Impact of the Hospital Acquired Pressure Injuries

As stated, HAPIs are critical quality care issues that affect millions of patients leading to deaths and increased cost of care. Organizations consider HAPI rates as a measure of the quality of nursing care offered and evaluates the financial penalties when they happen (Rivera et al., 2019). The implication is that these adverse events cause suffering and poor patient outcomes yet most of them are preventable or avoidable. As stated earlier, hospital acquired pressure injuries (HAPIs0 affect over 2.5 million patients in the U.S. and cost between $9 and $11 billion, with a further 60,000 people dying because of direct effects of having these conditions.

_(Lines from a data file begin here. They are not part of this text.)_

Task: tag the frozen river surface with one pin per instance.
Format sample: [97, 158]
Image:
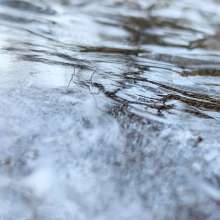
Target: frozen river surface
[109, 110]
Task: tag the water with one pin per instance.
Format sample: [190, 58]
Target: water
[109, 110]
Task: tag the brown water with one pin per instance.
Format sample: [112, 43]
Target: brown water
[109, 110]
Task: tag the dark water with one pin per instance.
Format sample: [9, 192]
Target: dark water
[109, 110]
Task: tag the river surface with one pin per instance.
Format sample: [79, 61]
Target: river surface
[109, 110]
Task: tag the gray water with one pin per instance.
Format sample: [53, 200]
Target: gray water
[109, 110]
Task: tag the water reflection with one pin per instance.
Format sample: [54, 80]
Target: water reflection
[120, 102]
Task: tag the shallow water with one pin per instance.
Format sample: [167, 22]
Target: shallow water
[109, 110]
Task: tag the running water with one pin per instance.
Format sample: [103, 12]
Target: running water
[109, 110]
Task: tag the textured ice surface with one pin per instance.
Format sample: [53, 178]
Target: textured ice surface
[109, 110]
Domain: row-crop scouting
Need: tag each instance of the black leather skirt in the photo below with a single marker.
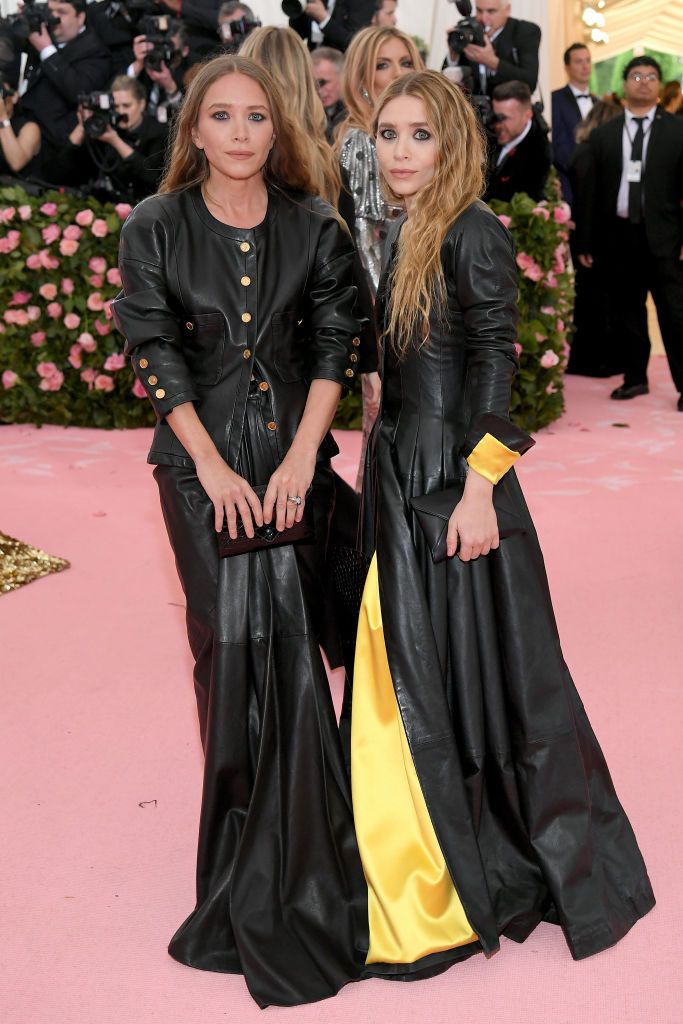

Significance of the Problem

HAPIs lower the quality of care and patient outcomes. Nursing practice leverages best practices, especially in preventive measures to improve patient care. As such, this issue is important for nurses to develop preventive measures and work collaboratively in the setting where it occurs (Rivera et al., 2019). Nursing practice focuses on better interventions to offer best care but having these injuries leads to increased cost of care and susceptibility to other comorbidities.

Proposed Solution

The proposed solution to reduce the prevalence of HAPI in critical care unit is having pressure injury prevention (PIP) bundle that standardizes the preventive measures. Studies show that using PIP bundle allows providers to implement a host of strategies that include patient education and even technological interventions to reduce and eliminate the incidence of HAPIs (Gaspar et al., 2019; Coyer et al., 2022). The use of PIP bundle includes having staff-focused interventions as well as patient-focused strategies that reduce the susceptibility of patients to HAPIs.

Conclusion

Hospital acquired pressure injuries are a critical concern for healthcare organizations and providers. These injuries lead to over 60,000 deaths every year in the United States and cost about $11 billion. Nursing practice is about offering quality care to patients. Therefore, implementing PIP bundle allows nurses to reduce the prevalence of HAPIs, especially in critical care units (CCUs).